“I’d never work again,” repeats Short Tony, leaning heavily on the bar. “I would never work again.”

Short Tony works in a sphere in which it is important to come across as sensible and sober. It’s difficult for me to judge, as I’m a bit close to it, but I am not sure if that comes across or not in this piece of writing. I reassure him that I have no intention of progressing the offer.

“‘From reading your blog, you and your cast of friends and neighbours sound perfect’. That’s what the email said,” I explain.

“I’d never work again,” he mutters. We wave at the Well-Spoken Barman, who refills pints of Nethergate.

“The idea is,” I continue, “that they would set up a camera somewhere, and just film us going about our daily lives.
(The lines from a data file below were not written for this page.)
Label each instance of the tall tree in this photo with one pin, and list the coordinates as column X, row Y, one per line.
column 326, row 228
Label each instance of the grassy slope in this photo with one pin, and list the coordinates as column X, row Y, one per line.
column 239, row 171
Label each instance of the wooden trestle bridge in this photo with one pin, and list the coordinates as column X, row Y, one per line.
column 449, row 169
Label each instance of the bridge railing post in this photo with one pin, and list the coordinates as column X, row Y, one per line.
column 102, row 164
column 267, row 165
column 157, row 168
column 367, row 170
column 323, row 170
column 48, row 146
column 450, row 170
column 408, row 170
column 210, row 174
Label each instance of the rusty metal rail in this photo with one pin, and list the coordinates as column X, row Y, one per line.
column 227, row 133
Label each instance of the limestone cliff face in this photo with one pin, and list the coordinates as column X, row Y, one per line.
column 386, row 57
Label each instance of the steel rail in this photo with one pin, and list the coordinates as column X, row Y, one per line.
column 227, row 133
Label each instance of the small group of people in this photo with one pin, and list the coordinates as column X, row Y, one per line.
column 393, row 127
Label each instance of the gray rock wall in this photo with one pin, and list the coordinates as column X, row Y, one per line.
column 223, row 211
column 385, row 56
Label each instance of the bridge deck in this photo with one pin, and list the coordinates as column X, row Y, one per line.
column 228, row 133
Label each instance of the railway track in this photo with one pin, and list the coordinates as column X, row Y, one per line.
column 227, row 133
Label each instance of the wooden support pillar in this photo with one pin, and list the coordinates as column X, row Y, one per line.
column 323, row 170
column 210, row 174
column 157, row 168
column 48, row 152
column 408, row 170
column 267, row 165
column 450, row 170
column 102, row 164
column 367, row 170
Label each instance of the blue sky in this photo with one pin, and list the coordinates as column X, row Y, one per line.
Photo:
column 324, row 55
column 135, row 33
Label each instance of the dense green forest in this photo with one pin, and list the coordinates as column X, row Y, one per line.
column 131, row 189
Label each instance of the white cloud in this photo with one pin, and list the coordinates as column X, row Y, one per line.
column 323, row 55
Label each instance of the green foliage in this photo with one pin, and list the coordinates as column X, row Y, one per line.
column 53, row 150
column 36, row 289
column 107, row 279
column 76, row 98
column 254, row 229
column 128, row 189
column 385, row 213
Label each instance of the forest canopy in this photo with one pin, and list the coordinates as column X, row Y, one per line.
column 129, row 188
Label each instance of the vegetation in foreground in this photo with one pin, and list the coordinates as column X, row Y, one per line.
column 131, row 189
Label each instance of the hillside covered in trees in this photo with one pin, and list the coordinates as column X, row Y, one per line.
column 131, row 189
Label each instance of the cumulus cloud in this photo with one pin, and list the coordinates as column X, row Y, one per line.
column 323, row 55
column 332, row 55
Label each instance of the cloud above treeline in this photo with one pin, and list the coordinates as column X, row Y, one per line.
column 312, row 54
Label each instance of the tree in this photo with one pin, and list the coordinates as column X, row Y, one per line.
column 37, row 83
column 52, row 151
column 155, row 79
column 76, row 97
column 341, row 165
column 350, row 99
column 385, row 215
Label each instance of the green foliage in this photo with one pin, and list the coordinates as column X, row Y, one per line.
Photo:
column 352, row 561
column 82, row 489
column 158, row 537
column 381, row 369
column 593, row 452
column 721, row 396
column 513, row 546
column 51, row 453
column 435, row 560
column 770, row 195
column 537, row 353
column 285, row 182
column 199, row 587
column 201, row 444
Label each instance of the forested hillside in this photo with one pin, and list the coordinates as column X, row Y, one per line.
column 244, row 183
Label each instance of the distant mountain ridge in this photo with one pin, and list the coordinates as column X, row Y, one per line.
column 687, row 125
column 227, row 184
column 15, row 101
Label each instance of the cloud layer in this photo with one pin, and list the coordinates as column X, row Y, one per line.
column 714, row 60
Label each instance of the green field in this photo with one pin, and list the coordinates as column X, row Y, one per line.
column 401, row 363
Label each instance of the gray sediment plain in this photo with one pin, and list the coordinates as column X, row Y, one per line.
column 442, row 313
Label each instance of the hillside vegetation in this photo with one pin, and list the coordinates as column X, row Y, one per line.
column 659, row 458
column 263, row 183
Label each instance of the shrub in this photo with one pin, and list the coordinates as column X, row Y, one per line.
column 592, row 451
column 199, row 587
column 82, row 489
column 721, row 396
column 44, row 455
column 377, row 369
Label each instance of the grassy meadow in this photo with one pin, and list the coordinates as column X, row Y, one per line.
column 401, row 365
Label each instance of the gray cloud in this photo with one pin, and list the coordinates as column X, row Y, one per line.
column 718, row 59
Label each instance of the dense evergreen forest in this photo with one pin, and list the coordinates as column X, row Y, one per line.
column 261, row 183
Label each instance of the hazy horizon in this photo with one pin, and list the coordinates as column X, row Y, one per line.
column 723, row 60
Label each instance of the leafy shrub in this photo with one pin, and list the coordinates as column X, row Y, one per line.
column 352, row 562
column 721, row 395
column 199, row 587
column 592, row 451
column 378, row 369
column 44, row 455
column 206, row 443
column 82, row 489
Then if the pilot was any good it would be shown on Channel 4.”

“I would never, ever work again.”

“I have to say the LTLP is not enthusiastic.”

Television, like the Sirens from old mythology and early Genesis songs, lures people to their doom. I have never been on television before if you do not count an inadvertent and unwanted appearance on Play School, but I know enough about it to know that it can make perfectly normal people look like a bit of an idiot. Plus apparently it puts pounds on you (makes you appear fat) and exaggerates the size of your head.

I rereassure Short Tony that nothing is going to come of it. I could not possibly swap my simple life of playing bowls and the occasional pint for modern trendy clubs and coke-fuelled bunk ups with Trinny and Susannah and the 3am Girls. We turn back to our handled glasses, and the topic is closed.